The association also condemned the controversial bill seeking to compel medical and dental practitioners to practise for five years before relocating abroad, noting that such would rather escalate the challenge of brain drain in the health sector.
But Mr Ngige while speaking during “the morning show” on Arise TV on Monday, criticised the doctor over the ultimatum issued.
He said the resident doctors are suffering from “entitlement syndrome”, insisting that the federal government has gone to great lengths “to give them everything they want.”
“We have been managing their matter and have given them everything they want, including the residency training programme funds, we are paying them, even when in training, we pay them a full salary, pay them all the allowances and you decided that we have not done enough,” he said.
READ ALSO: Nigerian govt set to review health workers’ salary structure
“As I said before, you have the option to go. It is left for the education and health ministries to fashion out what they can do.”
On the new bill, Mr Ngige said “So you asked that a bill submitted by a member be removed as a condition not to commence strike? That is absurd,” he added.

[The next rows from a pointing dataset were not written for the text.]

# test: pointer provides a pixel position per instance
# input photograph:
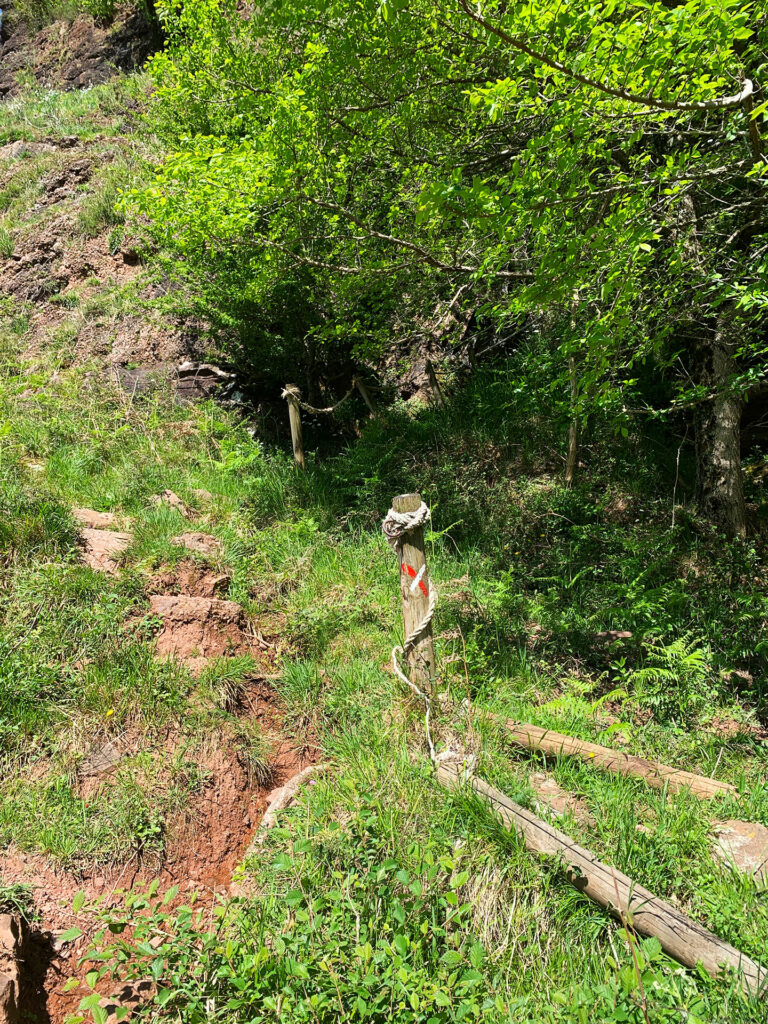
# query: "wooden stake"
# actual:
(682, 938)
(415, 590)
(434, 385)
(532, 737)
(366, 395)
(294, 415)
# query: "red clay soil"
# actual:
(207, 843)
(198, 629)
(193, 580)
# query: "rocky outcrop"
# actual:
(77, 54)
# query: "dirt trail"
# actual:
(210, 839)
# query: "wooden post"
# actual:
(434, 385)
(366, 395)
(532, 737)
(415, 586)
(682, 938)
(294, 413)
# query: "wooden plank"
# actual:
(682, 938)
(415, 586)
(532, 737)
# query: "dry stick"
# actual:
(532, 737)
(291, 394)
(682, 938)
(415, 590)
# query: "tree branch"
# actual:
(666, 104)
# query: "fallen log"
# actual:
(638, 908)
(532, 737)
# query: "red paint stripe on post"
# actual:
(412, 572)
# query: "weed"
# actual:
(17, 898)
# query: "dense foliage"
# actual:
(592, 175)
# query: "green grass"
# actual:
(381, 897)
(381, 852)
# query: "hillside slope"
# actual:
(186, 623)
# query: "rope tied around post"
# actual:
(396, 527)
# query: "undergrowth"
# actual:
(380, 897)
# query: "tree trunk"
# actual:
(572, 459)
(718, 433)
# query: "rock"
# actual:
(556, 801)
(203, 544)
(94, 520)
(743, 845)
(101, 548)
(172, 501)
(75, 54)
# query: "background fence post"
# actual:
(294, 413)
(416, 594)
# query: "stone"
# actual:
(743, 845)
(202, 544)
(101, 548)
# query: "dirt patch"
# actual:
(60, 183)
(99, 258)
(101, 549)
(77, 54)
(556, 801)
(94, 520)
(743, 845)
(198, 629)
(200, 544)
(33, 272)
(22, 148)
(172, 501)
(25, 958)
(192, 580)
(198, 381)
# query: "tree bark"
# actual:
(718, 435)
(572, 459)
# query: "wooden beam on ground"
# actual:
(532, 737)
(682, 938)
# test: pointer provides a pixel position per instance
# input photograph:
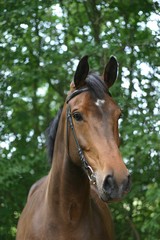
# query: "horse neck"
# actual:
(68, 186)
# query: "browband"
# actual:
(75, 93)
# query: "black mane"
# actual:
(97, 88)
(51, 134)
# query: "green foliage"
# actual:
(39, 47)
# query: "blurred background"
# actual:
(40, 45)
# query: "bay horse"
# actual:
(87, 169)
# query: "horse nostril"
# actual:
(127, 183)
(108, 184)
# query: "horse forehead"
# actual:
(99, 102)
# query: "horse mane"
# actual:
(51, 135)
(97, 87)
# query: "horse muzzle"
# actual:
(111, 190)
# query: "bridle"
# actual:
(87, 168)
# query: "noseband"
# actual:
(87, 168)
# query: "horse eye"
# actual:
(77, 116)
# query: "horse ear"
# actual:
(110, 72)
(81, 72)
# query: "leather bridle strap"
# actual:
(87, 168)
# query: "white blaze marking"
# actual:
(99, 102)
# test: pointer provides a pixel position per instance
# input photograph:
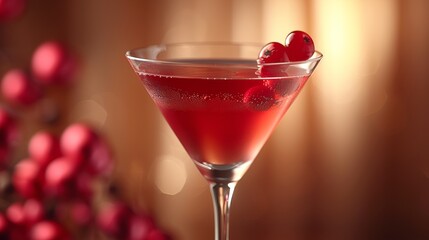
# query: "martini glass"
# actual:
(221, 105)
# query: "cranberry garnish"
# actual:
(299, 46)
(52, 63)
(44, 147)
(273, 52)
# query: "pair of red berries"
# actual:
(298, 47)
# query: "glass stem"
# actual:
(222, 195)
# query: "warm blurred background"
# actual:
(350, 160)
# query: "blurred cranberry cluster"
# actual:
(60, 189)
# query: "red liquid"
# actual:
(222, 121)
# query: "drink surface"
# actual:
(222, 121)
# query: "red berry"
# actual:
(18, 87)
(100, 160)
(15, 214)
(3, 224)
(77, 141)
(44, 147)
(47, 230)
(26, 178)
(33, 210)
(260, 98)
(80, 212)
(273, 52)
(52, 63)
(83, 185)
(10, 9)
(8, 128)
(59, 176)
(299, 46)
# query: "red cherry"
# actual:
(77, 141)
(10, 9)
(52, 63)
(80, 212)
(100, 160)
(3, 224)
(47, 230)
(15, 214)
(299, 46)
(18, 87)
(59, 176)
(273, 52)
(83, 185)
(260, 98)
(33, 210)
(26, 178)
(8, 128)
(44, 147)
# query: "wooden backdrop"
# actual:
(348, 161)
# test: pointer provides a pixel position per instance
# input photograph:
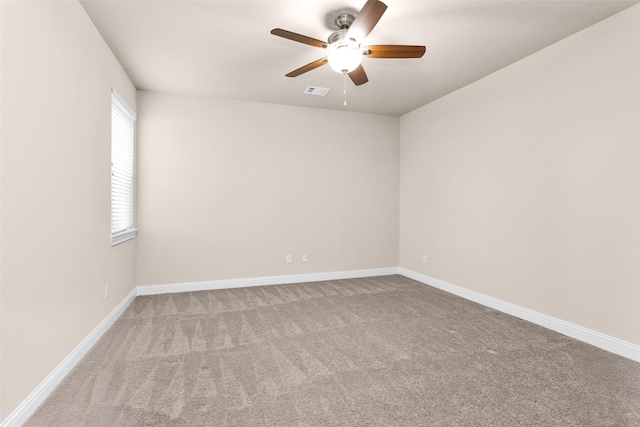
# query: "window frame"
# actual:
(121, 235)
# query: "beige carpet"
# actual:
(383, 351)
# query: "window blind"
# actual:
(122, 170)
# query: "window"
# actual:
(123, 121)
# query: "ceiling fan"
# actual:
(345, 47)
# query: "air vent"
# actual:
(318, 91)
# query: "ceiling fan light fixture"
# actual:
(344, 57)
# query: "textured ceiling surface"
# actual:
(224, 49)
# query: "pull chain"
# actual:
(344, 75)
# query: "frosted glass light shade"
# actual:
(344, 58)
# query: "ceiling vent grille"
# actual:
(317, 91)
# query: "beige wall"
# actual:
(228, 188)
(525, 185)
(57, 75)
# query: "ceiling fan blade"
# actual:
(358, 76)
(368, 17)
(395, 51)
(298, 37)
(310, 66)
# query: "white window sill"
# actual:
(123, 236)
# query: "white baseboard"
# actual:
(28, 406)
(605, 342)
(31, 403)
(262, 281)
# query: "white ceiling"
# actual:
(224, 48)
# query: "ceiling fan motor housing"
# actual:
(344, 21)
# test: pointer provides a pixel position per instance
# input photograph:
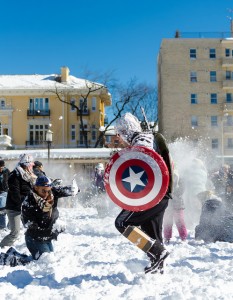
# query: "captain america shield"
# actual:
(136, 178)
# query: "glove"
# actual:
(59, 227)
(74, 188)
(57, 182)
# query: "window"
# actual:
(39, 104)
(214, 120)
(73, 133)
(93, 133)
(93, 104)
(213, 76)
(228, 97)
(213, 99)
(229, 75)
(83, 137)
(193, 98)
(193, 53)
(2, 103)
(83, 105)
(214, 143)
(229, 121)
(194, 121)
(37, 133)
(72, 102)
(230, 143)
(212, 53)
(227, 52)
(193, 76)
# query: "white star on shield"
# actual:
(134, 179)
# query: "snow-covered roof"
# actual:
(39, 82)
(56, 154)
(110, 131)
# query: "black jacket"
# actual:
(18, 190)
(4, 175)
(40, 224)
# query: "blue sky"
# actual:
(121, 35)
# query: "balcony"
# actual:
(227, 62)
(227, 84)
(81, 144)
(83, 112)
(227, 106)
(36, 144)
(6, 108)
(228, 128)
(38, 112)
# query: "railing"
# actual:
(6, 107)
(36, 144)
(38, 112)
(198, 35)
(84, 112)
(81, 144)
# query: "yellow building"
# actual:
(195, 90)
(30, 106)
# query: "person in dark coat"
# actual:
(20, 182)
(4, 175)
(38, 168)
(175, 212)
(216, 221)
(146, 224)
(40, 213)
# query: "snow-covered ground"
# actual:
(93, 261)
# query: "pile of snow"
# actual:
(93, 261)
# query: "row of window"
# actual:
(212, 53)
(37, 133)
(213, 98)
(215, 143)
(212, 76)
(213, 121)
(42, 104)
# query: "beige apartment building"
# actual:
(195, 90)
(30, 106)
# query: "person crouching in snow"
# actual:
(175, 212)
(145, 224)
(39, 214)
(216, 221)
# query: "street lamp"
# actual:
(49, 139)
(102, 129)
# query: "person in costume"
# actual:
(145, 224)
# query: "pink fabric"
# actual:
(170, 217)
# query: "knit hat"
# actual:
(126, 126)
(2, 163)
(99, 166)
(25, 159)
(43, 181)
(38, 163)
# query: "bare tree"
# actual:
(66, 97)
(129, 98)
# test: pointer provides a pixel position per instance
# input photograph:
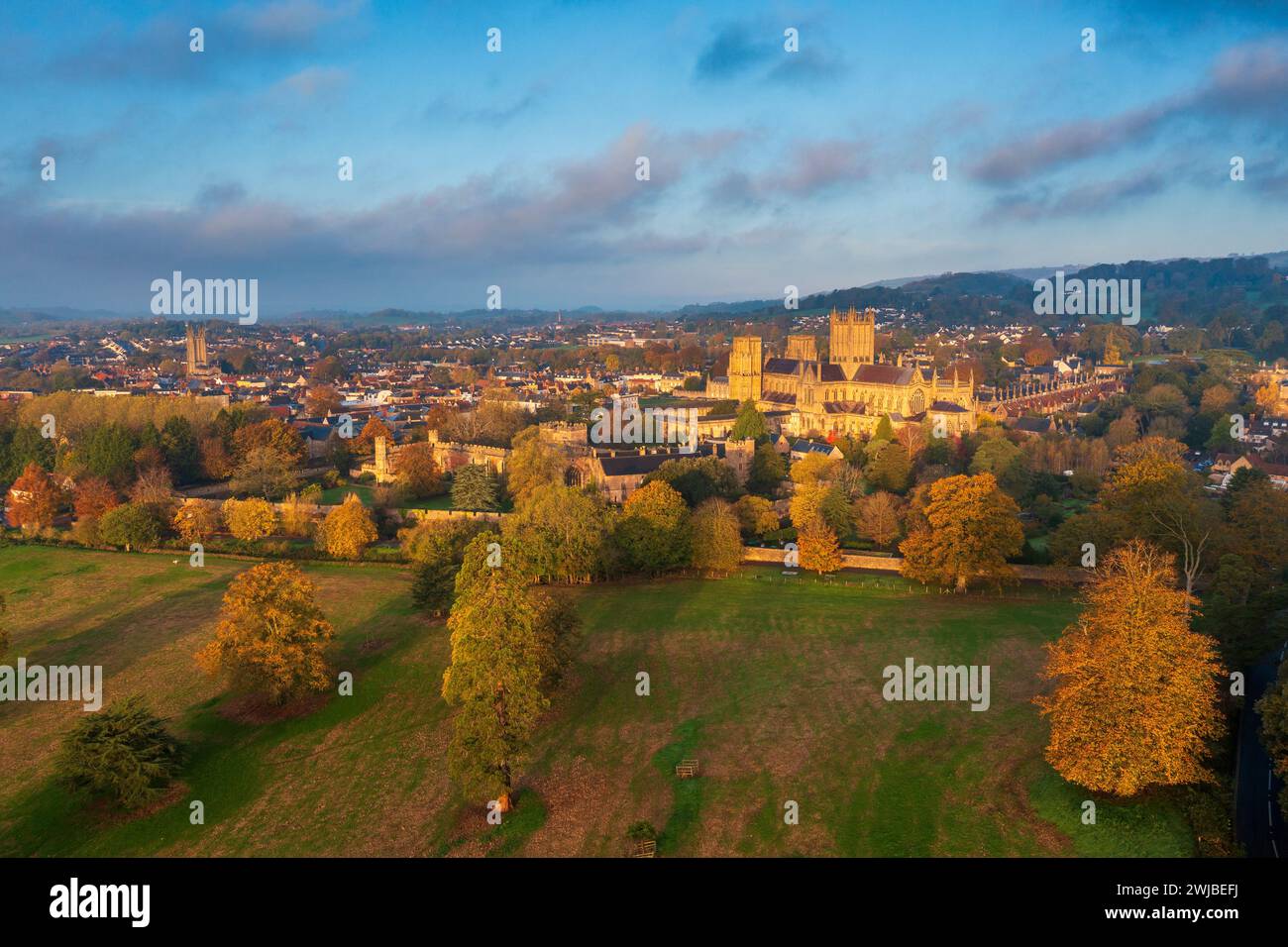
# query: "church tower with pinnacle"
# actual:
(853, 339)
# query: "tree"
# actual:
(768, 471)
(436, 551)
(1006, 462)
(179, 449)
(153, 488)
(271, 637)
(213, 458)
(890, 468)
(818, 548)
(123, 753)
(533, 463)
(698, 478)
(653, 530)
(107, 451)
(879, 518)
(1273, 709)
(971, 528)
(35, 499)
(93, 497)
(716, 541)
(265, 471)
(559, 534)
(194, 521)
(756, 515)
(249, 519)
(822, 502)
(339, 454)
(475, 488)
(275, 433)
(750, 423)
(500, 660)
(130, 526)
(417, 472)
(1136, 697)
(374, 428)
(348, 530)
(299, 512)
(1158, 499)
(814, 468)
(322, 399)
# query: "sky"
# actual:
(519, 167)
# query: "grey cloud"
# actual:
(1249, 80)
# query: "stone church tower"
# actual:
(745, 368)
(196, 354)
(853, 339)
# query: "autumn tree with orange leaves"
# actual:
(35, 499)
(271, 637)
(818, 548)
(971, 528)
(1136, 698)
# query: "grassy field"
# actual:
(773, 685)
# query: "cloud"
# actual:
(159, 48)
(312, 82)
(734, 51)
(589, 210)
(810, 169)
(450, 107)
(290, 22)
(1245, 81)
(1083, 200)
(756, 50)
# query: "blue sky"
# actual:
(518, 167)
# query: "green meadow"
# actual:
(772, 684)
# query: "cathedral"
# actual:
(850, 390)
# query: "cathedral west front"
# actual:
(850, 390)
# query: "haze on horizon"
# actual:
(519, 167)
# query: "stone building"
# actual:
(850, 390)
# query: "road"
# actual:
(1257, 818)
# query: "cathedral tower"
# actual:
(745, 368)
(853, 339)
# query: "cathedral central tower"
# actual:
(853, 339)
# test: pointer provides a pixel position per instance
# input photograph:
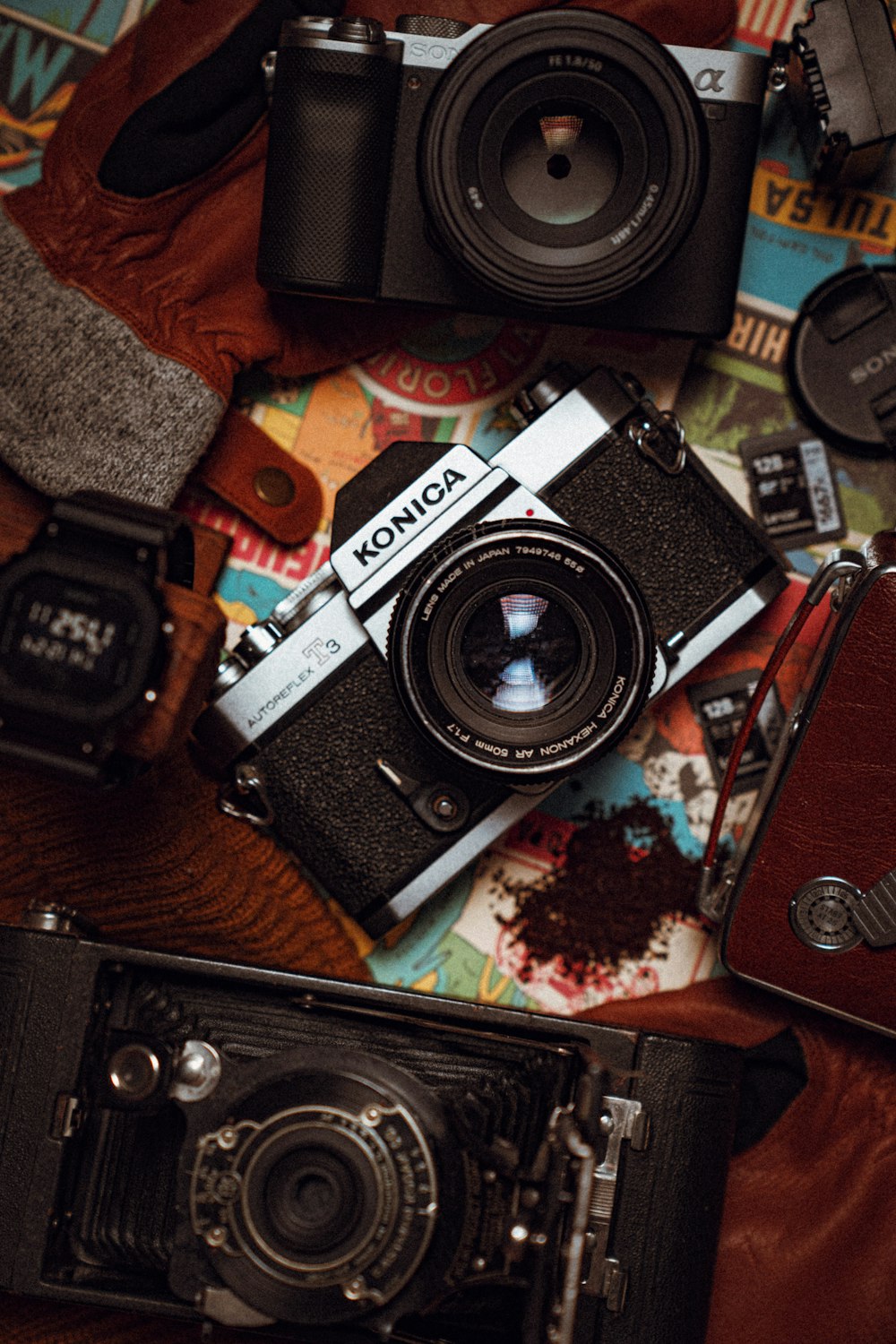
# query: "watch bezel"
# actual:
(145, 653)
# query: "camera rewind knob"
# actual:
(351, 29)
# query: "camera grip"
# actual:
(333, 806)
(328, 171)
(35, 1056)
(670, 1193)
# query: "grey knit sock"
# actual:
(83, 403)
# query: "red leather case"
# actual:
(828, 811)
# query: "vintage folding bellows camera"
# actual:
(107, 645)
(482, 629)
(809, 900)
(562, 164)
(338, 1164)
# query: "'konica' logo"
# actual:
(424, 503)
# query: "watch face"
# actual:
(74, 645)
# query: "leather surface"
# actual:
(230, 468)
(831, 817)
(670, 1193)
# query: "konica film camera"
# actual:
(562, 164)
(339, 1164)
(482, 629)
(809, 900)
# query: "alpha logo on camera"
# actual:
(389, 530)
(708, 81)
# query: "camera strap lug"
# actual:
(246, 797)
(653, 437)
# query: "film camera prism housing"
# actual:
(482, 631)
(562, 164)
(347, 1163)
(809, 900)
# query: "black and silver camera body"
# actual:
(482, 629)
(562, 164)
(807, 903)
(336, 1163)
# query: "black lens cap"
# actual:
(841, 360)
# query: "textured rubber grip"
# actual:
(328, 171)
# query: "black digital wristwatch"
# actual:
(83, 631)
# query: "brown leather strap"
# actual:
(247, 470)
(23, 510)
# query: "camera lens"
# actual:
(519, 650)
(316, 1195)
(522, 650)
(563, 158)
(323, 1193)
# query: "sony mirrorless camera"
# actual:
(336, 1164)
(562, 164)
(809, 900)
(481, 631)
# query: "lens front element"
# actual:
(319, 1195)
(521, 650)
(560, 163)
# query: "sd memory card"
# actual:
(793, 488)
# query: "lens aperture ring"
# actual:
(324, 1210)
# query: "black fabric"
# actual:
(204, 113)
(774, 1075)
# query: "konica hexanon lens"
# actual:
(563, 158)
(522, 650)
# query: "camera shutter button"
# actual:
(351, 29)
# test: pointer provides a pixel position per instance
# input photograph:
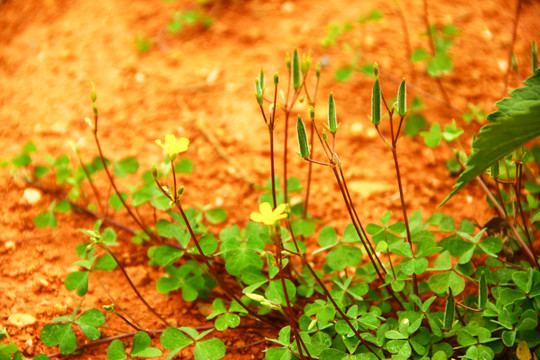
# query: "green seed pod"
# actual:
(332, 121)
(93, 93)
(258, 92)
(402, 99)
(514, 62)
(306, 62)
(262, 82)
(376, 103)
(302, 138)
(534, 51)
(495, 170)
(296, 70)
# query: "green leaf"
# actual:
(46, 219)
(482, 292)
(491, 245)
(184, 166)
(440, 64)
(508, 338)
(141, 346)
(226, 321)
(512, 126)
(106, 262)
(274, 292)
(327, 237)
(174, 340)
(77, 280)
(59, 334)
(433, 137)
(166, 255)
(342, 256)
(419, 55)
(115, 202)
(416, 266)
(126, 166)
(211, 349)
(414, 124)
(344, 73)
(116, 351)
(92, 317)
(216, 216)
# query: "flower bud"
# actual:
(402, 99)
(376, 103)
(302, 138)
(296, 70)
(332, 120)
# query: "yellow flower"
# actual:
(268, 216)
(172, 146)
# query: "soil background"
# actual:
(200, 84)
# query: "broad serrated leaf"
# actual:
(512, 126)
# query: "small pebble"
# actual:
(31, 195)
(21, 320)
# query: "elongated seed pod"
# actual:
(302, 138)
(402, 99)
(332, 121)
(534, 51)
(376, 103)
(296, 70)
(258, 92)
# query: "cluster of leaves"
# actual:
(472, 299)
(440, 62)
(343, 34)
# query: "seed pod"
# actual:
(296, 70)
(262, 82)
(495, 170)
(402, 99)
(93, 93)
(302, 138)
(288, 61)
(515, 64)
(258, 92)
(332, 121)
(534, 51)
(376, 103)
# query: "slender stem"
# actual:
(138, 326)
(272, 168)
(89, 178)
(113, 184)
(517, 189)
(216, 276)
(327, 293)
(310, 172)
(407, 38)
(511, 49)
(432, 47)
(123, 270)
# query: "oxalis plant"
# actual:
(409, 286)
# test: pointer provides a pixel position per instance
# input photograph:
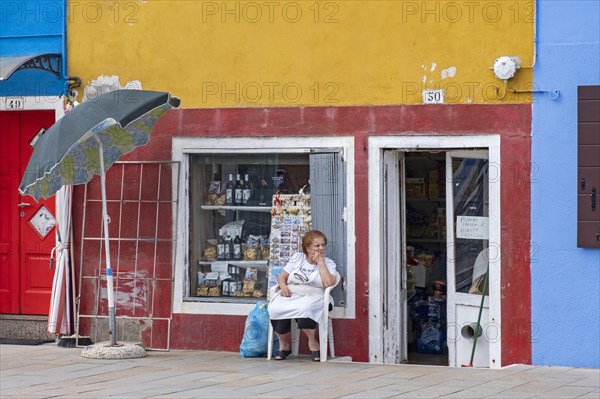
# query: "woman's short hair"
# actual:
(309, 238)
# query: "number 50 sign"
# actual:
(433, 96)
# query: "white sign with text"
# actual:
(472, 227)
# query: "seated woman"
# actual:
(302, 284)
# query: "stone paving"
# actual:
(49, 371)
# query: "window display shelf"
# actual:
(236, 208)
(258, 264)
(425, 199)
(425, 240)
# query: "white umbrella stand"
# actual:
(112, 350)
(112, 317)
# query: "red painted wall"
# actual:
(512, 122)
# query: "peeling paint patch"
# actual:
(104, 84)
(448, 72)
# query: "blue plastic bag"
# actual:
(256, 332)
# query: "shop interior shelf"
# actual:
(425, 199)
(246, 264)
(432, 240)
(237, 208)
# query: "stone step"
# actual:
(24, 327)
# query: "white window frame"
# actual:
(376, 145)
(183, 147)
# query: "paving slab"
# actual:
(49, 371)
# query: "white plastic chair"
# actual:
(325, 327)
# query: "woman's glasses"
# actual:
(301, 276)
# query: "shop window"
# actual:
(588, 167)
(230, 204)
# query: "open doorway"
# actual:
(437, 232)
(424, 193)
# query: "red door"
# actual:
(26, 226)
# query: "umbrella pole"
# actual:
(109, 277)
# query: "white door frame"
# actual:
(393, 283)
(377, 144)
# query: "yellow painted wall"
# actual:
(292, 53)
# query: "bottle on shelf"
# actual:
(229, 191)
(225, 287)
(237, 248)
(239, 191)
(228, 248)
(221, 248)
(246, 192)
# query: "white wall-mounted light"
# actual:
(505, 67)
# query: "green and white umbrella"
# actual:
(87, 141)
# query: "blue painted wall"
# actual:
(30, 27)
(565, 279)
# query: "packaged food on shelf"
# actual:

“The entitlements syndrome, the sense of entitlement is too much in this country and as I said earlier, you obey the law you look odd, you apply the law, you look odd or you are a wicked man. I don’t have any apologies for whatever I have done in the management of trade disputes,” the minister said.
Resident doctors
Resident doctors are doctors undertaking training to become specialists/consultants. They make up the bulk of the doctors in Nigeria’s tertiary hospitals and when the NARD goes on strike, activities are crippled in such hospitals.
The association had in January issued an ultimatum to the government to resolve issues affecting its members, including the immediate implementation, and payment of the new hazard allowance and arrears.
New/Unmet demands
The doctors in a communique issued at the end of their National Executive Council (NEC) meeting on Saturday and signed by their President, Emeka Innocent, said the government is yet to meet their demands.
Mr Innocent said the body frowns at the deliberate refusal by the government to pay the salary arrears of 2014,2015 and 2016 to its members as well as the arrears of the consequential adjustment of minimum wage.
The NARD President said many state governors “are yet to implement the appropriate CONMESS structure, domesticate the Medical Residency Training Act (MRTA) or improve on the hazard allowance paid to NARD members.”
In the nine-point resolutions, the doctors demanded an “immediate increment in the CONMESS salary structure to the tune of 200 per cent of the current gross salary of doctors in addition to the new allowances included in the letter written by NARD to the Minister of Health, Osagie Ehanire, in 2022.
Other demands include: “The immediate massive recruitment of clinical staff in the hospitals and the complete abolishment of bureaucratic limitations to the immediate replacement of doctors who leave the system.
“Immediate commencement of payment of all salary arrears owed our members by the various state governments, notorious amongst which is the Abia State government.”